The Spice of Life
Aaron Copland: Piano Variations
Joseph Haydn: Variations in F Minor, Hob. XVII:6
Ludwig van Beethoven: Variations and Fugue on an Original Theme, "Eroica", Op. 35
Robert Schumann: Etudes en forme de variations, Op. 13
Emanuel Ax (piano)
E. Ax (© Maurice Jerry Beznos)
Emanuel Ax threw down the gauntlet in his risky but imaginative recital of works in variation form with a thrillingly taut reading of Copland's muscular Piano Variations. Ax entered the stage in the most unassuming manner, but the initial four-note motive, punctuated by the dense cluster that activates eery resonance, set the stage not only for the opening work, but for a solid program marked by musical acuity.
After the opening of the Copland, Ax's tone in the tenor range of the piano entranced. The recurring fanfare-like motive was played crisply, as were the quick variations, tossed off with ease and evenness. Ax is clearly in his prime, the breakneck speed of his left-hand octaves handled with prodigious accuracy and the sixteenth-note flurries perfectly placed.
This high level of playing continued throughout the recital. A lesser pianist might turn this program into over-sectionalized compartments of music, each variation within each piece forming its own independent microcosm. Fortunately, Ax projected a thoughtful architecture in each work. Even when some interpretive touches caught one by surprise, the logic behind the choices quickly revealed itself. The nineteenth variation of the Copland, taken slower than is typical, allowed Ax to build a tremendous accelerando leading to a crushing conclusion. The lack of rubato at the beginning of the twelfth Schumann etude made its incorporation later stand out as even more monumental.
Indeed, the concept of the program was nothing short of ingenious. Haydn's undervalued F Minor set foreshadowed Beethoven's Eroica variations, which, in the moments before the culminating fugue, pre-echo the martellato solo opening notes of the Copland set. Ax played up the contrast between the lyricism and angular rhythmic profile of the Copland.

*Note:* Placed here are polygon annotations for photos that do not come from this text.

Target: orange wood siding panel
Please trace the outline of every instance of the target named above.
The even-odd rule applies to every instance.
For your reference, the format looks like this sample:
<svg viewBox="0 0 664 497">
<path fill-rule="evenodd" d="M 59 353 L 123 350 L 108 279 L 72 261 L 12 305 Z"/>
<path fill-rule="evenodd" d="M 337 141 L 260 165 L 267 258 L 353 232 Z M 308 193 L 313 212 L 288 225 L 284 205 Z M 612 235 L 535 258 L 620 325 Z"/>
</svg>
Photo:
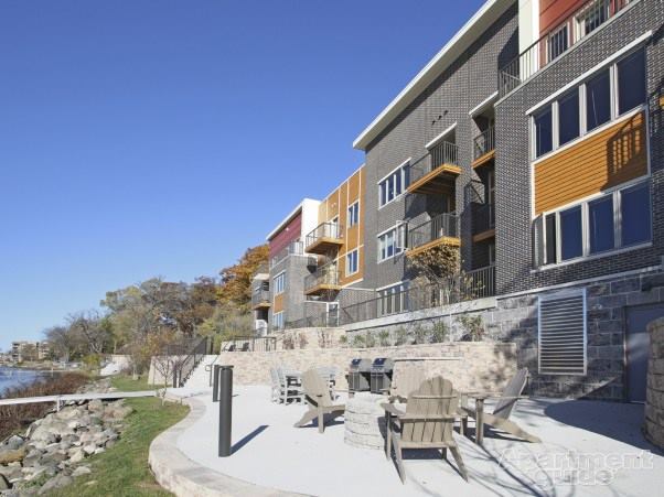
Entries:
<svg viewBox="0 0 664 497">
<path fill-rule="evenodd" d="M 278 295 L 275 295 L 275 305 L 272 306 L 274 313 L 283 311 L 283 295 L 285 293 L 279 293 Z"/>
<path fill-rule="evenodd" d="M 643 112 L 534 165 L 535 214 L 647 173 Z"/>
</svg>

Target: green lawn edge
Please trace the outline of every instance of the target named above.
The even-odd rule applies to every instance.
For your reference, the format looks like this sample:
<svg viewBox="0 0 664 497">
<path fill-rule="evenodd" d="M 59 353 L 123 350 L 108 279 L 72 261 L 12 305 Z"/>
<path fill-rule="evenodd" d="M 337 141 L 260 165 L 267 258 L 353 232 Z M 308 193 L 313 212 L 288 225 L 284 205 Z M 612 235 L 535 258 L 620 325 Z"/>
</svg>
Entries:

He then focused separately on those two aspects, shining the spotlight on the inspired melodies in the Haydn and then playing a rhythmically propulsive, perfectly voiced Beethoven set.
After intermission, the Schumann variations saw a return to the synthesis of Ax's playing styles. Even the interspersing of posthumous etudes here was inspired. Without any of that set, the piece is a non-stop barrage of quick variations from the third until the penultimate eleventh. Ax thoughtfully inserted select posthumous etudes to make the entire piece feel tripartite, breaking up the tension of the quick variations and letting us bask every now and again in shear lyricism. Highlights included his ethereal sotto voce in the fifth posthumous etude, the transformative, expertly limned aria of the eleventh etude, and the brisk but accurate culminating variation, which deservedly brought the audience to its feet.
Ax rewarded the acclaim with two variations on the waltz: Liszt's first Valse oubliée and Chopin's Valse brilliante (Op. 34/1), both entrancing in their musicality and lilting rubato.